A controversa cena de cinco minutos de Bruce Lee de Once Upon a Time em Hollywood empresta a identidade de Lee como um carimbo de tempo para meados dos anos 60. Durante uma pausa no set do The Green Hornet (a curta série de acção televisiva de 1966 que o Lee estrelou na vida real), um Lee altivo, interpretado por Mike Moh, riffs sobre o estilo de Muhammad Ali e anota semelhanças com o seu próprio estilo. Um membro da equipe pergunta a um hipotético: “Se você lutasse contra ele, quem ganharia?” Lee esquiva-se à pergunta, mas ele é pressionado. “O que aconteceria?” “Eu faria dele um aleijado”, responde ele. (O verdadeiro Lee analisou as filosofias de Ali e analisou os seus jogos até cada murro. Be Water inclui uma comparação estilística quadro a quadro para mostrar o quanto Lee aprendeu com Ali, como se fosse uma resposta direta a Tarantino a pedido da propriedade de Lee).

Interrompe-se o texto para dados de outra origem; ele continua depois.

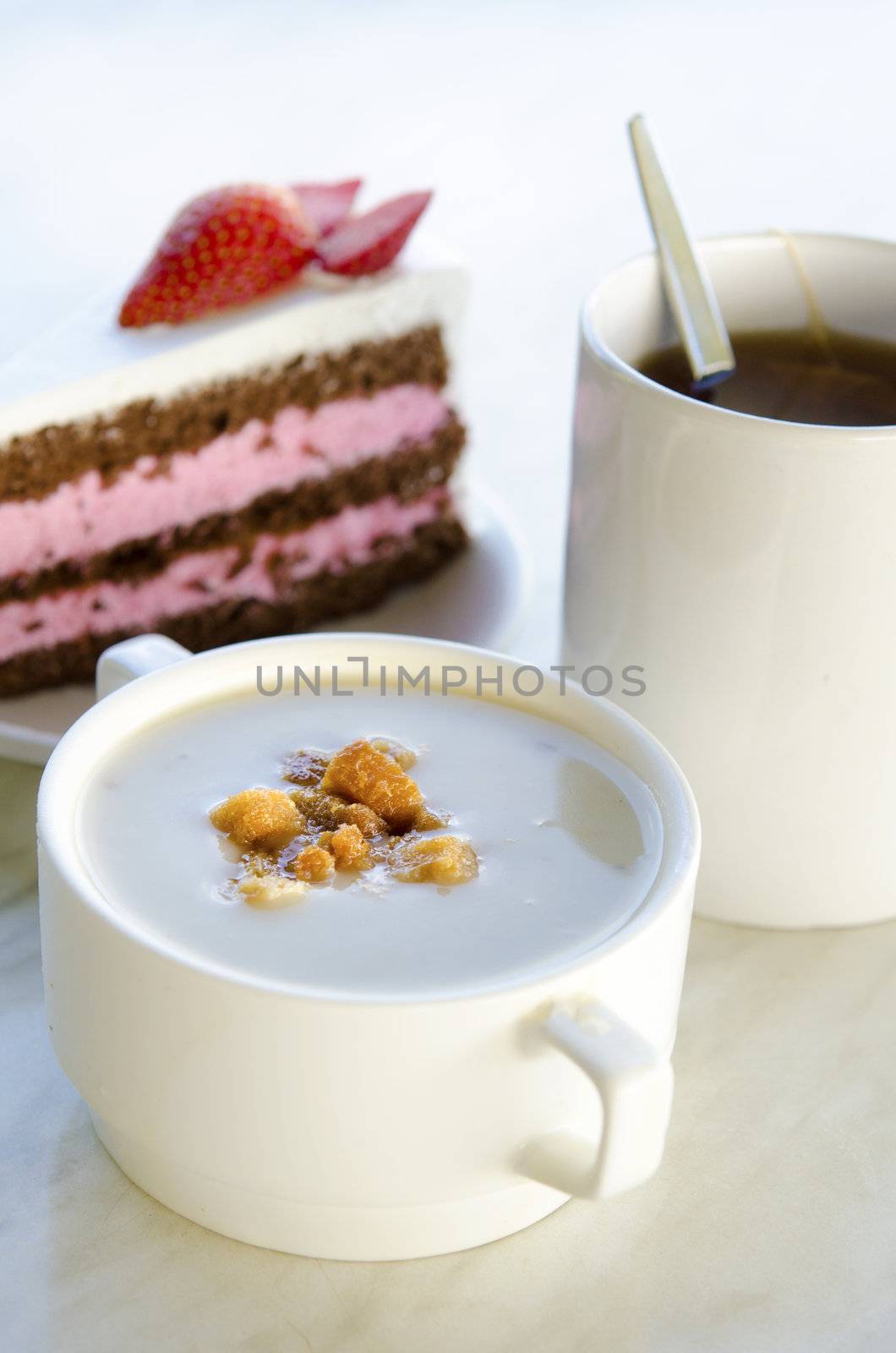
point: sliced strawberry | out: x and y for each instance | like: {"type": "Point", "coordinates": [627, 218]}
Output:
{"type": "Point", "coordinates": [366, 244]}
{"type": "Point", "coordinates": [326, 203]}
{"type": "Point", "coordinates": [231, 245]}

Cliff, o Boina Verde transformado em ator acrobático interpretado por Brad Pitt, quebra a noção de Lee derrotar Ali em uma luta. Os dois spar; Lee derruba Cliff primeiro, depois Cliff atira Lee para dentro de um carro de adereços, deixando uma amolgadela. Os dois parecem ser iguais, mas não são. Cliff é um personagem principal na história; Lee é um dispositivo configurado para calibrar a força de Cliff.

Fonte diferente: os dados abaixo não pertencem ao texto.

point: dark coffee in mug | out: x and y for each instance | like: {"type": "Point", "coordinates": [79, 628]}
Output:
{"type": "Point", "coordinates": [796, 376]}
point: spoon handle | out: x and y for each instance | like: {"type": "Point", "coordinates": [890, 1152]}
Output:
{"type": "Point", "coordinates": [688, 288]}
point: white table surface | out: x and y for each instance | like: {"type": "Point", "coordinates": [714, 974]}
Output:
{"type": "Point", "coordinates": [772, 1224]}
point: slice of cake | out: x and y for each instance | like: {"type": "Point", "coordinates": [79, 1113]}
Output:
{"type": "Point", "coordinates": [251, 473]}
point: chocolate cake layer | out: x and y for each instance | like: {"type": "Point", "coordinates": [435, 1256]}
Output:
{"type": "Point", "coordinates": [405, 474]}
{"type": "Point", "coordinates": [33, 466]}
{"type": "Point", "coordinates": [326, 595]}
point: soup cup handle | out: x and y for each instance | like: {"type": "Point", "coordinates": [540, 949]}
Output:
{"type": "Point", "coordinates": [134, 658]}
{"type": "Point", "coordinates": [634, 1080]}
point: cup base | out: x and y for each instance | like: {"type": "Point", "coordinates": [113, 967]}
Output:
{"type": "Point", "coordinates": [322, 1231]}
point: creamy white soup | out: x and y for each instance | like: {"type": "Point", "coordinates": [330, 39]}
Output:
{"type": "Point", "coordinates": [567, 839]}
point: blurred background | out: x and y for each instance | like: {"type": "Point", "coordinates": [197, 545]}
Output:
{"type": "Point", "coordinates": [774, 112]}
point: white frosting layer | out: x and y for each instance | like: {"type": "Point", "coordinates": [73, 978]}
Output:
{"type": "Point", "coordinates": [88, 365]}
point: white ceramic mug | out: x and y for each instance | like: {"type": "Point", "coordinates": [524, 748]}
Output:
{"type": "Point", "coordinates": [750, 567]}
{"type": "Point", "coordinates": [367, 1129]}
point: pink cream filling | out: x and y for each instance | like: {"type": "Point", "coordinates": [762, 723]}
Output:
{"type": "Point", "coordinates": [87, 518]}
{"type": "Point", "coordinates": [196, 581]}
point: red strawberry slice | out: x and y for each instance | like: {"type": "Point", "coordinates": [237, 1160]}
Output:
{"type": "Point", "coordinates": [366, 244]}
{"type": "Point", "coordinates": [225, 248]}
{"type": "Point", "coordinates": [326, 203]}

Em resposta ao contratempo em relação à cena, Tarantino disse: “Se me fizeres a pergunta ‘Quem ganharia numa luta: Bruce Lee ou Drácula?’, é a mesma pergunta. É uma personagem fictícia. Se eu disser que o Cliff pode vencer o Bruce Lee, ele é um personagem fictício, então ele poderia vencer o Bruce Lee”. No entanto, ao transpor o arco real e a semelhança de Lee para a sua história, Tarantino convoca directamente a mitologia de Lee da forma como ele faria uma obra de domínio público. No âmbito do filme, Lee é quase tão ficcional quanto Cliff é.

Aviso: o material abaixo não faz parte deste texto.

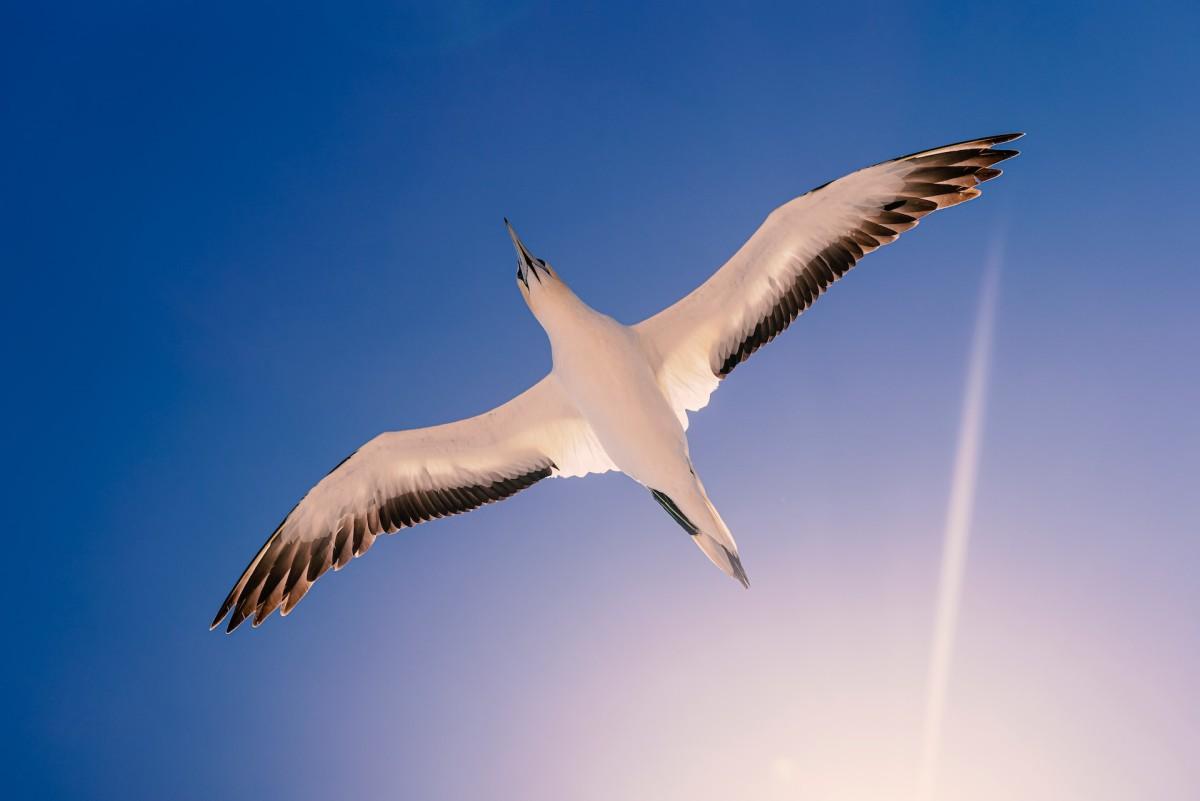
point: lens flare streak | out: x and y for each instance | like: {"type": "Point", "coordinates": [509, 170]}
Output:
{"type": "Point", "coordinates": [958, 530]}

Arquivo da Família Lee de Bruce Lee

Mas nem todas as recentes reencarnações de Lee são sobre-indicadas na sua mitologia. Um mês antes de Once Upon a Time ser lançado em 2019, um sinal foi visto em um protesto pró-democracia em Hong Kong: Seja Água! Nós estamos sem forma. Estamos desformados. Nós podemos fluir. Podemos cair. Nós somos como a água. Nós somos Hongkongers! As palavras mais famosas de Lee tornaram-se um princípio organizador para as da sua terra natal, uma forma de contornar a polícia através de ondas de comícios de alta concentração que podem rápida e espontaneamente dispersar-se e reagrupar-se por toda a cidade. Enquanto os protestos começaram por todos os Estados Unidos em homenagem a George Floyd, Breonna Taylor e muitas outras vidas negras perdidas como resultado da brutalidade policial, os manifestantes de Hong Kong, agora veteranos de um ano, ofereceram conselhos sobre como ficar um passo à frente da polícia: “Seja Água” era um refrão comum e essencial. Foram necessárias cinco décadas e inúmeros meios, mas é difícil imaginar um tributo mais sólido à ideia de Lee de não ter forma, que mais uma vez fez uma viagem de Hong Kong para os E.U.A.

E o Bruce, o homem? Eu mesmo me vi refazendo seus passos uma noite no YouTube, assistindo a um vídeo antigo, em baixa resolução, do Glover, antigo aluno de Lee, levando o espectador em uma turnê pelo Seattle que a dupla conheceu uma vez. Vimos a calçada onde Glover tentou chamar a atenção de Lee pela primeira vez; assombramentos pós-treino chinês-restaurante onde Lee aplacou seu apetite insaciável por carne de ostras; edifícios onde eles costumavam treinar, agora há muito demolidos. As panelas da câmera para um pedaço de grama, onde as panelas do Glover, “Aqui era onde Bruce costumava vir e me mandar voar pelo meu apartamento”. A versão da cidade que Glover, que morreu em 2012, lembra-se no clipe já estava perdida há décadas. Mas a mundanidade do vídeo era reconfortante, e, de certa forma, reveladora. Glover criou um senso de ordem e rotina em sua recontagem da vida de seu amigo; é francamente um pouco chato – algo que Bruce Lee nunca se dignaria a ser. Sua mitologia, imortalizada no cinema, na escrita e nas artes marciais, estará sempre na vanguarda da imaginação popular, mas lá, no vídeo de lugares e espaços que já não existem, finalmente peguei um vislumbre fugaz do homem que está atrás.